2018년 6월 24일 일요일

Jobs: Work, Social & Play

If you've ever watched Madmen, or are older than 50, you know that the workplace used to be a place where work, social and play all occurred and co-existed.

Owing to multiple factors, not least of which being the great many abuses that took place in the name of "fun," play was the first element to be steadily extricated from the workplace. Professionalization is the euphemism that is often employed to signal this change, especially in startups that want to shed their "sophomoric" image and signal they have become a place totally focused on work and the generation of profits.

At most jobs today, regardless of what the leadership or PR departments might say, the demarcation between work and 'social' is also getting starker by the day. The work/life balance that most employees demand and many employers claim they provide speaks to this. That said, while it may be a shell of its former self, the social aspect of work cannot be fully eliminated from jobs that require employees to work out of physical offices.

The splitting of the constitutional elements of the workplace - work, social and play - as a way to create the purest form of distilled work possible would seem to have its apotheosis in gig economy jobs that have begun to come online over the past few years. In the so-called gig economy the job is work, and work is the job. It should go without saying, but the workplace-as-family has no home in the gig economy.

While jobs have been made play-less over the last half century or so, it's my belief that the social aspect of the office has made work bearable. The British and American versions of the classic TV show 'The Office' make this clear - in a very ironic way to be sure. But just try to imagine what the gig economy equivalent of 'The Office' would look like. If they made it about Uber drivers, for example, well, it'd just be fooking depressing.

And that's kind of the rub, for me personally at least, when it comes to the gig economy and its future prospects. Don't get me wrong, I absolutely think the gig economy is where the overwhelming majority of new jobs will be created heading forward. That said, I think it would be an incredible mistake to simply play forward the trend of the work maximizing and social/play minimizing workplace that originated in and has been propagated throughout the world by the West.
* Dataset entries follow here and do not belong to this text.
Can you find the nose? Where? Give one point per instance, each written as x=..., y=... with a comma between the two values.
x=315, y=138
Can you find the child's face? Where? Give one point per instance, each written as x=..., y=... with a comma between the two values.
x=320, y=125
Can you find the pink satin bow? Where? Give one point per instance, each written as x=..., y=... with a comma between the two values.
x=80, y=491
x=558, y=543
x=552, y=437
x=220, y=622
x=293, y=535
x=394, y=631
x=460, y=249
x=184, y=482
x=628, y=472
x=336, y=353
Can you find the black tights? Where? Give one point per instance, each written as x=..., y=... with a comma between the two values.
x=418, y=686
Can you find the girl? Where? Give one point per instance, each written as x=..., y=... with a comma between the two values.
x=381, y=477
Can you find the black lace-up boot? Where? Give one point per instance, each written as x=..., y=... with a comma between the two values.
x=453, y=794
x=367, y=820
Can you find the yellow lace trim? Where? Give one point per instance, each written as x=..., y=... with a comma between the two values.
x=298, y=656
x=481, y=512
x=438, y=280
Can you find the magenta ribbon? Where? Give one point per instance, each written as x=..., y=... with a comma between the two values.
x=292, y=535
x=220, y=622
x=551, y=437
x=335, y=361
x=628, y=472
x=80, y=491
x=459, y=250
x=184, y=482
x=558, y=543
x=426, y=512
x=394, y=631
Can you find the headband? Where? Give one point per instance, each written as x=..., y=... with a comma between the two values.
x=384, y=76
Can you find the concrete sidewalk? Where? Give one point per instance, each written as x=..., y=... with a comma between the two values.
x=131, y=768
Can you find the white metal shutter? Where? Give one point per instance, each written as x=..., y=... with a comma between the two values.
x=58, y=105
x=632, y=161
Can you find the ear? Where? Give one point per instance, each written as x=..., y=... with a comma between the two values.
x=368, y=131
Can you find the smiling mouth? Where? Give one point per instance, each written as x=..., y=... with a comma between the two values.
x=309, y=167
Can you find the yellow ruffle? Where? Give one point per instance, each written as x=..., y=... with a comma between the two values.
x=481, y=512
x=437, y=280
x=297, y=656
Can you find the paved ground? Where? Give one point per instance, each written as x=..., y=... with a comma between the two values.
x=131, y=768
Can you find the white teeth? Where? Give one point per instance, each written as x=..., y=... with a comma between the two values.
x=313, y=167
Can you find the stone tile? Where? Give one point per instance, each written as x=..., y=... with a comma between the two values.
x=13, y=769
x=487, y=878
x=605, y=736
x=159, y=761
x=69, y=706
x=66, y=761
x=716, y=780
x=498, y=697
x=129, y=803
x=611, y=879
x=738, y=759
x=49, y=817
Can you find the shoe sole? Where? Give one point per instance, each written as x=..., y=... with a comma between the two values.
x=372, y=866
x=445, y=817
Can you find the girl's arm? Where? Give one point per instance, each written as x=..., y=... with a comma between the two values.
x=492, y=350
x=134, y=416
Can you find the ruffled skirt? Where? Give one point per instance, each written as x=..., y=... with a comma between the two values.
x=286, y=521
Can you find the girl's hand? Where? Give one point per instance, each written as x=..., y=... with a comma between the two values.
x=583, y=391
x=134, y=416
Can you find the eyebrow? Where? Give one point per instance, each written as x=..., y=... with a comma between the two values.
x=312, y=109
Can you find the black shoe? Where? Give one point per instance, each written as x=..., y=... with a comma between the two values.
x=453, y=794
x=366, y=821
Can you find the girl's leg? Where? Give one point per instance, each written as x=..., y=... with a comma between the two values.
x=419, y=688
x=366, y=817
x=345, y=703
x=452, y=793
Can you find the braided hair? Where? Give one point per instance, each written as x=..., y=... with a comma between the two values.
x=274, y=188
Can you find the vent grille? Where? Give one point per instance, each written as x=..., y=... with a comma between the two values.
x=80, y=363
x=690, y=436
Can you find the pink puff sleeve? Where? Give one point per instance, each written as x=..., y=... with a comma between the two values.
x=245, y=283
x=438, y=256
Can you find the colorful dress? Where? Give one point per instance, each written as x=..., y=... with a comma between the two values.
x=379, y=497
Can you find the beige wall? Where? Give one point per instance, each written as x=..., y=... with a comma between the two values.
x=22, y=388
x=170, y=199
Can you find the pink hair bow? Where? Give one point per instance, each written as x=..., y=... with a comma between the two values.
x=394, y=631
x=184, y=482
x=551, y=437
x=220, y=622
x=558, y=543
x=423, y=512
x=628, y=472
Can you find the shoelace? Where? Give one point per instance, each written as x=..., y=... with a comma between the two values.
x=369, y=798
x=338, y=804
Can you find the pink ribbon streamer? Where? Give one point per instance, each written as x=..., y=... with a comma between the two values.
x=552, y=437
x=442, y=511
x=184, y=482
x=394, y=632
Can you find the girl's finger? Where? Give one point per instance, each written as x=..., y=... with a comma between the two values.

What if, instead, there was a way to bring the social and play elements - without their past problematic baggage that led to their respective minimization and extirpation from the realm of work - back into the gig economy which is the future of work?

What if, amidst the slog of isolating digital work, the gig economy worker could sit down at the equivalent of a digital bar and simultaneously tap into that social connection and lost play?

Furthermore what if that digital social and play facilitates, bolsters and contributes to digital work of that gig economy worker?

I am envisioning something along the lines of a digital weigh station (the evaluation centers of the quintessential 20th century nomadic worker, the trucker) that users will be able to use to verify certain basic or minimum requirements in addition to everyone's favorite local watering hole where digital laborers can connect and have a little fun. And that is exactly what I see Cent positioning itself as, all the while strengthening its vision of allowing anyone to earn money anywhere by providing their knowledge and creativity, Madmen style.